The next two weeks turned into a slow descent—part experiment, part imprisonment.

The wine cellar was sealed to everyone except Jake's inner circle. Outside, the city went on as usual—Tsarist patrols, political arguments, whispers of strikes—but inside, there was only one mission: turn a man into a machine.

Jake spent ten, sometimes twelve hours a day with Danilov. Not as a handler, but as a director. A teacher. A tormentor. The small, airless room became their universe. The lantern burned constantly, erasing the difference between night and day.

He began by writing the bible—a thick ledger filled with his cramped script.

It contained everything: two months of a future that didn't exist.

He built an entire fictional life for the Tbilisi Bolsheviks—arguments, pamphlet runs, failed missions, invented names and places. Each entry had dates, outcomes, even fake minutes from meetings. It was obsessive, detailed, and terrifyingly real.

Jake pushed the ledger across the table.

"This is your life now," he told Danilov. "For the next two months, this is all that happened. You'll memorize it until it's memory, not fiction. When Stolypin asks, you'll remember it—not quote it."

The training began.

He would wake Danilov at random hours, lantern light blinding him, voice sharp as a whip.
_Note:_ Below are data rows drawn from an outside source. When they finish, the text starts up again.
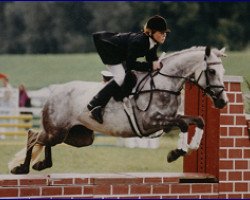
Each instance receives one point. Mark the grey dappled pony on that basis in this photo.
(153, 103)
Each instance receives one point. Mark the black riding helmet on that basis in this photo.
(157, 23)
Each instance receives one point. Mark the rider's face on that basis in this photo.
(160, 36)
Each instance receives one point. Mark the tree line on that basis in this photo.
(67, 27)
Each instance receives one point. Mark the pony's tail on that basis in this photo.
(21, 155)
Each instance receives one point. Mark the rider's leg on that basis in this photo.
(99, 101)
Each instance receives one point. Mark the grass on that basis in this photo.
(37, 71)
(103, 156)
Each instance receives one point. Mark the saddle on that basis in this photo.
(127, 86)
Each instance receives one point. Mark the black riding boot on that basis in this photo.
(100, 100)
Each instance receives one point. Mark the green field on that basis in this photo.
(37, 71)
(103, 156)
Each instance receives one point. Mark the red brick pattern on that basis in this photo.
(133, 185)
(234, 171)
(234, 147)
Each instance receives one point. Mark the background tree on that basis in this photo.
(67, 27)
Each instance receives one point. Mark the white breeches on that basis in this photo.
(118, 72)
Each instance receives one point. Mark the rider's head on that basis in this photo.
(156, 28)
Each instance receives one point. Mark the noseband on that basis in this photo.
(209, 87)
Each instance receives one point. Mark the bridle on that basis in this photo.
(208, 90)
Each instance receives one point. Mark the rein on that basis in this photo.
(208, 90)
(139, 91)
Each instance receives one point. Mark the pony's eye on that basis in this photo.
(212, 71)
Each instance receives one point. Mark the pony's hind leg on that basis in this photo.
(24, 168)
(46, 163)
(49, 139)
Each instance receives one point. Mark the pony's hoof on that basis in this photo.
(41, 165)
(22, 169)
(175, 154)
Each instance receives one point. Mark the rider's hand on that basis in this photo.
(157, 65)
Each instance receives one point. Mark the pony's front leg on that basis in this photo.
(196, 139)
(182, 146)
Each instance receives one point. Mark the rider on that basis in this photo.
(119, 51)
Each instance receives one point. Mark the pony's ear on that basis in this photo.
(207, 51)
(222, 52)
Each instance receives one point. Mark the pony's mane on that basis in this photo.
(194, 48)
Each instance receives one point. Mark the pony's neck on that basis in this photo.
(184, 64)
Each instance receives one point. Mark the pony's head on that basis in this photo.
(210, 76)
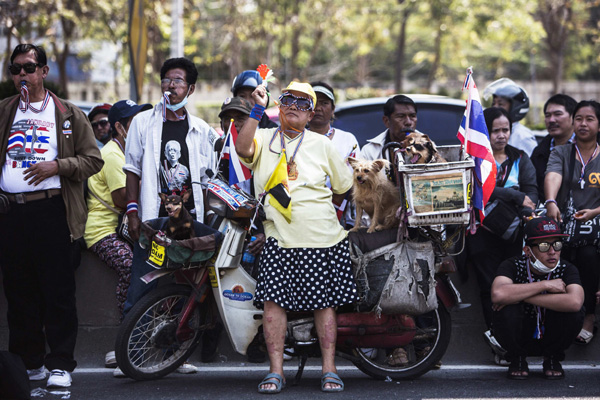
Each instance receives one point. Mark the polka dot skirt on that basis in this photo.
(305, 279)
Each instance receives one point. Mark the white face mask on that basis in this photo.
(540, 267)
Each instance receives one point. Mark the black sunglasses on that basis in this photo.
(29, 68)
(545, 246)
(103, 122)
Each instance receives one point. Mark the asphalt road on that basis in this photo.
(239, 381)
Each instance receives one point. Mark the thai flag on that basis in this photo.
(237, 172)
(474, 135)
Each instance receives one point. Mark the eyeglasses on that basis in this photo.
(101, 123)
(29, 68)
(545, 246)
(288, 100)
(177, 82)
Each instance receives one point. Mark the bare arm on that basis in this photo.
(552, 183)
(244, 145)
(132, 193)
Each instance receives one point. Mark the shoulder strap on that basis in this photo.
(105, 204)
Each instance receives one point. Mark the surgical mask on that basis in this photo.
(540, 267)
(175, 107)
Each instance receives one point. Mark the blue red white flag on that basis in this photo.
(474, 136)
(237, 172)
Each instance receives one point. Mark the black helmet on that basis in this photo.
(519, 101)
(247, 78)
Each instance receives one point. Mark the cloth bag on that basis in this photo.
(398, 278)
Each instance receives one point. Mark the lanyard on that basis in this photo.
(581, 181)
(541, 312)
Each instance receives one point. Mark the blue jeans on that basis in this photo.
(137, 288)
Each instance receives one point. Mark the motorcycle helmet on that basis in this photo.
(519, 101)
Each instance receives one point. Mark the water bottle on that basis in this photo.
(248, 258)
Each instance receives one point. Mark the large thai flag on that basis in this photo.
(474, 135)
(237, 172)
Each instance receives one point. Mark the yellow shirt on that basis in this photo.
(101, 221)
(314, 221)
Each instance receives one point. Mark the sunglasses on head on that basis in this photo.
(545, 246)
(102, 123)
(288, 100)
(29, 68)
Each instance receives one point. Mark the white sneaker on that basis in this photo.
(59, 378)
(187, 368)
(38, 374)
(117, 373)
(110, 360)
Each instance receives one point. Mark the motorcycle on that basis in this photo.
(164, 328)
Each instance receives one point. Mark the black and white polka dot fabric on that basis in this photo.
(305, 279)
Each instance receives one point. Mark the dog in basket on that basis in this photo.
(374, 194)
(418, 148)
(180, 225)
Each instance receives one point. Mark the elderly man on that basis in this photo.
(400, 118)
(558, 117)
(149, 135)
(47, 150)
(98, 117)
(537, 300)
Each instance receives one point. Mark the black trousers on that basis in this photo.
(514, 331)
(486, 251)
(38, 261)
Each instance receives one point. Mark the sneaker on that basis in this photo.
(59, 378)
(187, 368)
(110, 360)
(117, 373)
(38, 374)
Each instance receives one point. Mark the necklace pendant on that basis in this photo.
(292, 171)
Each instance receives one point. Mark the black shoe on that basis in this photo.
(210, 344)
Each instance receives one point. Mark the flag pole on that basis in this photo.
(225, 142)
(466, 85)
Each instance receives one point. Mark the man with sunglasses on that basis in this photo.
(98, 117)
(537, 300)
(47, 150)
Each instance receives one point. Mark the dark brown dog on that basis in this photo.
(374, 194)
(418, 148)
(181, 224)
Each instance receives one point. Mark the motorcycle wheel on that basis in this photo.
(146, 346)
(421, 355)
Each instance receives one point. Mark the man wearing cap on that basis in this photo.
(345, 142)
(537, 300)
(98, 117)
(400, 118)
(243, 85)
(47, 150)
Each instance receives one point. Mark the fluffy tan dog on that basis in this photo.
(374, 194)
(418, 148)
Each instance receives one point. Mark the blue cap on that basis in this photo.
(125, 109)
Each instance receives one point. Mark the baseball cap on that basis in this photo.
(325, 91)
(541, 228)
(124, 109)
(302, 87)
(99, 109)
(237, 104)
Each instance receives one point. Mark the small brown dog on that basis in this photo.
(418, 148)
(374, 194)
(181, 224)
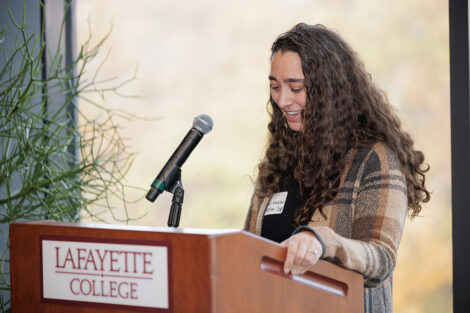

"Week three—Batumi funds dispute. What was Luka's position?"

"He—he said the miners—"

"Wrong!" Jake snapped. "Luka wanted them held in reserve. Wake up. Stolypin won't give you a second chance."

Every mistake was corrected, drilled, erased. Jake built a tree of responses—what to say, how much to reveal, where to stop.

"If he asks about Shaumian's faction, say they're gaining ground. Give three names, no more. If he asks about weapons, say a quarter were defective. Always understate our strength. Always."

He was overwriting the man's mind line by line.

After two weeks, Jake decided to test him.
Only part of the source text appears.